Re: support for large packs and 64-bit offsets

Previous thread: Re: [PATCH 4/8] git-repack --max-pack-size: add fixup_header_footer() by Junio C Hamano on Sunday, April 8, 2007 - 8:04 pm. (9 messages)

Next thread: [PATCH 07/10] index-pack: learn about pack index version 2 by Nicolas Pitre on Monday, April 9, 2007 - 1:06 am. (2 messages)
To: Junio C Hamano <junkio@...>
Cc: <git@...>
Date: Monday, April 9, 2007 - 1:06 am

This patch series adds support for large packs to GIT. It creates a new
index format to accommodate both larger offsets and to store a checksum
for each raw object in a pack. More details is provided in each patch
commit message.

This is not a replacement for the pack size limiting feature. I think that
GIT should support both: large packs and split packs.

Nicolas

-

To: Nicolas Pitre <nico@...>
Cc: Junio C Hamano <junkio@...>, <git@...>
Date: Monday, April 9, 2007 - 1:19 pm

I like this series. I haven't had time to test it myself yet,
and probably won't be able to do so before Junio merges it into a
pu or next release. But it looks OK on a first read.

It is unfortunate that we are changing the index file format without
also bringing in packv4 support at the same time. I have just been
too swamped in useless bulls**t in day-job work to spend time on
Git lately.

--
Shawn.
-

To: Shawn O. Pearce <spearce@...>
Cc: Nicolas Pitre <nico@...>, Junio C Hamano <junkio@...>, <git@...>
Date: Monday, April 9, 2007 - 2:02 pm

Me too.. I just wonder whether it should have some more test coverage:
- force v2 index by default
- force a mode where a random smattering of index entries are done using
64-bit notation (even if they obviously won't need the high 33 bits)

As it is, nobody would normally even *use* the new format, much less the
new capabilities.. And if it's not used, it's not tested, and it's going
to have bugs.

Linus
-

To: Linus Torvalds <torvalds@...>
Cc: Junio C Hamano <junkio@...>, Shawn O. Pearce <spearce@...>, <git@...>
Date: Monday, April 9, 2007 - 2:26 pm

Easy enough.
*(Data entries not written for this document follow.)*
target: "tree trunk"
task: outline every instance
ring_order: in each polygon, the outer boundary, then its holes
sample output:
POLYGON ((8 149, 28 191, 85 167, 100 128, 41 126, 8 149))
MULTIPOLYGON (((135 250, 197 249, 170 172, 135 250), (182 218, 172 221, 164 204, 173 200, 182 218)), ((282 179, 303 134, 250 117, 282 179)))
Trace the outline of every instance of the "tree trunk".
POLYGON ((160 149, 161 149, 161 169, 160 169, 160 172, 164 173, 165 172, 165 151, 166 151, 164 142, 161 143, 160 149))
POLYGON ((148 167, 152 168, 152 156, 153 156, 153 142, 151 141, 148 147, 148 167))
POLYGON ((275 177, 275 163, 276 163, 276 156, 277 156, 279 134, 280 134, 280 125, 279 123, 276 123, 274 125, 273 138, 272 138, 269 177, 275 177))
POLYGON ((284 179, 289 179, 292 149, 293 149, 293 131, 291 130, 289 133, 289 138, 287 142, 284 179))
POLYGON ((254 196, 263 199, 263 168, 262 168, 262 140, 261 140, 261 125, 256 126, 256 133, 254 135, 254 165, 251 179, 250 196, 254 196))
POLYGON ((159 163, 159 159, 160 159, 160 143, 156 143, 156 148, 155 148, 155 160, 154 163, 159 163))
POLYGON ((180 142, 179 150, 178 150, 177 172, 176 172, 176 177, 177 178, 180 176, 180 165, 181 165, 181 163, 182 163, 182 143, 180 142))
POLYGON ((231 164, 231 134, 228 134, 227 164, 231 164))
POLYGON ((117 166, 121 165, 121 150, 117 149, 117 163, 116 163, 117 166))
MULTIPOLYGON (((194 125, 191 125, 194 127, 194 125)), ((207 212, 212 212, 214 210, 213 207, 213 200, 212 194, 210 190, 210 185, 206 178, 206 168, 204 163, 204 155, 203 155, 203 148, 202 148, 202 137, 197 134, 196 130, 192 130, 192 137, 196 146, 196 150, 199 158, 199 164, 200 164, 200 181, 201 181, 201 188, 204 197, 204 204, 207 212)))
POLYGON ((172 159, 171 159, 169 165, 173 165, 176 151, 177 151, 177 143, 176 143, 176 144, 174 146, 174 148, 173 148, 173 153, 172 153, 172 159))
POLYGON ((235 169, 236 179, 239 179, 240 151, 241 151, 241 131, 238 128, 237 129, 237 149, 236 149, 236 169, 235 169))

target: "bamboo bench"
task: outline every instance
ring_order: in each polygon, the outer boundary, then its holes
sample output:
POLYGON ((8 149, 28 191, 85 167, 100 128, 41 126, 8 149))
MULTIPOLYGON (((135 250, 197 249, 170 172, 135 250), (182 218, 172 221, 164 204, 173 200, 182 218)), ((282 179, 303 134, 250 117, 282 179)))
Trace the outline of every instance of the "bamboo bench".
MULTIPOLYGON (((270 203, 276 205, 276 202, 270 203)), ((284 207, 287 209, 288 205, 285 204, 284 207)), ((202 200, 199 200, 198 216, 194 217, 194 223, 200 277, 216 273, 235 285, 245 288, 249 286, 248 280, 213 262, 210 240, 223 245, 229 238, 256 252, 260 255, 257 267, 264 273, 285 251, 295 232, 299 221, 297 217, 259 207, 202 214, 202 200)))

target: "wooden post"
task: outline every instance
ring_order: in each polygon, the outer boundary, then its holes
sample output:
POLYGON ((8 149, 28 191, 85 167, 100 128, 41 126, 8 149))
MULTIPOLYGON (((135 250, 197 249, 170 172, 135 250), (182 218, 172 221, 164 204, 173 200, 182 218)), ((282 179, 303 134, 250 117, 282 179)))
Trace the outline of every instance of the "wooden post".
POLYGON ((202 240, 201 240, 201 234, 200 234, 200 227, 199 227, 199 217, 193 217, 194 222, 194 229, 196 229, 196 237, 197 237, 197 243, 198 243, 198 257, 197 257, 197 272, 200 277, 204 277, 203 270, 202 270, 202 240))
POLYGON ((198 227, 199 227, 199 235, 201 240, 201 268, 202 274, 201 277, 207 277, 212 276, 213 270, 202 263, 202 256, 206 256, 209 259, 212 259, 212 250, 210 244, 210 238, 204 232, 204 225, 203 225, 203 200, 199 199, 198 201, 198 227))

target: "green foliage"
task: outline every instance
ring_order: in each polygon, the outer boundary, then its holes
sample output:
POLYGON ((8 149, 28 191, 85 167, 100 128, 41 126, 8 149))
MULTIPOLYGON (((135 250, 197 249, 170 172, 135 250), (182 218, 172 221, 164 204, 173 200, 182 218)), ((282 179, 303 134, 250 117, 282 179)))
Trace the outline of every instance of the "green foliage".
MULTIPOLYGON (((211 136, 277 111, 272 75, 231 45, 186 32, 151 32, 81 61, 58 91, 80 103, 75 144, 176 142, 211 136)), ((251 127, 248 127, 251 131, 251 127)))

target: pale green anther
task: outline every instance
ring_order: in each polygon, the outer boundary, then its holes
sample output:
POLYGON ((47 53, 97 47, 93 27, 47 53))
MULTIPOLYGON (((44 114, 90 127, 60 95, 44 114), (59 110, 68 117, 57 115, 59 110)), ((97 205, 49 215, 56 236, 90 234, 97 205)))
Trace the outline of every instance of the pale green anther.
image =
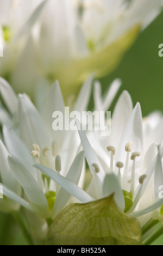
POLYGON ((128 192, 126 190, 123 190, 123 194, 125 202, 125 209, 124 212, 127 212, 133 204, 133 197, 131 192, 128 192))
POLYGON ((56 199, 56 193, 54 191, 49 191, 45 194, 47 198, 48 207, 50 211, 52 211, 56 199))

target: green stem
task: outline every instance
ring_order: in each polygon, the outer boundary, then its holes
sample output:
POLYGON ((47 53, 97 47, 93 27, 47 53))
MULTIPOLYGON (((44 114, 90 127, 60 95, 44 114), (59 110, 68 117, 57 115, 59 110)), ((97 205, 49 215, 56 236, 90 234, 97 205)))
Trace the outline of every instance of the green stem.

That's what I did for testing of course. And I'd hope it
would be always on by default eventually. The only reason why it is not

That could be achieved with an additional criteria, like the offset's
LSB value which should be pretty random.

Once Junio merges the series in a branch of its own, we could have a
separate patch not in that branch that simply forces those features on
in branch 'next'. People would only need to remenber not publishing
repos with that version using dumb protocols.

Nicolas
-

To: Linus Torvalds <torvalds@...>
Cc: Junio C Hamano <junkio@...>, Shawn O. Pearce <spearce@...>, <git@...>
Date: Monday, April 9, 2007 - 3:46 pm

Something like this, although I suppose this might require a more
permanent solution for the test suite:

diff --git a/builtin-pack-objects.c b/builtin-pack-objects.c
index 8cf2871..8d20ea9 100644
--- a/builtin-pack-objects.c
+++ b/builtin-pack-objects.c
@@ -607,8 +607,12 @@ static void write_index_file(off_t last_obj_offset)
uint32_t array[256];
uint32_t index_version;

+#if 0
/* if last object's offset is >= 2^31 we should use index V2 */
index_version = (last_obj_offset >> 31) ? 2 : 1;
+#else
+ index_version = 2;
+#endif

/* index versions 2 and above need a header */
if (index_version >= 2) {
@@ -664,8 +668,15 @@ static void write_index_file(off_t last_obj_offset)
list = sorted_by_sha;
for (i = 0; i < nr_objects; i++) {
struct object_entry *entry = *list++;
+#if 0
uint32_t offset = (entry->offset <= 0x7fffffff) ?
entry->offset : (0x80000000 | nr_large_offset++);
+#else
+ /* force some offsets to the 64-bit table for testing */
+ uint32_t offset =
+ (!(entry->offset & 1) && entry->offset <= 0x7fffffff) ?
+ entry->offset : (0x80000000 | nr_large_offset++);
+#endif
offset = htonl(offset);
sha1write(f, &offset, 4);
}
@@ -675,7 +686,11 @@ static void write_index_file(off_t last_obj_offset)
while (nr_large_offset) {
struct object_entry *entry = *list++;
uint64_t offset = entry->offset;
+#if 0
if (offset > 0x7fffffff) {
+#else
+ if (offset & 1 || offset > 0x7fffffff) {
+#endif
uint32_t split[2];
split[0] = htonl(offset >> 32);
split[1] = htonl(offset & 0xffffffff);
diff --git a/index-pack.c b/index-pack.c
index a833f64..1e6db2b 100644
--- a/index-pack.c
+++ b/index-pack.c
@@ -718,8 +718,13 @@ static const char *write_index_file(const char *index_name, unsigned char *sha1)
die("unable to create %s: %s", index_name, strerror(errno));
f = sha1fd(fd, index_name);

+#if 0
/* if last object...

To: Nicolas Pitre <nico@...>
Cc: Junio C Hamano <junkio@...>, Linus Torvalds <torvalds@...>, <git@...>
Date: Monday, April 9, 2007 - 2:34 pm

Better to force features by config file option or command line
option, then by code hacked into a branch. This way we can enable
the feature all of the time in a test case, and push it. E.g. the
sliding window controls; nobody really uses them in practice (I
don't think anyway) but they are handy in the test cases to force
particular conditions, without creating huge temporary packfiles.

--
Shawn.
-

To: Shawn O. Pearce <spearce@...>
Cc: Junio C Hamano <junkio@...>, <git@...>
Date: Monday, April 9, 2007 - 1:32 pm

Well... I still did index v2 with pack v4 in mind. The diference
between index v2 and v3 would be minimal.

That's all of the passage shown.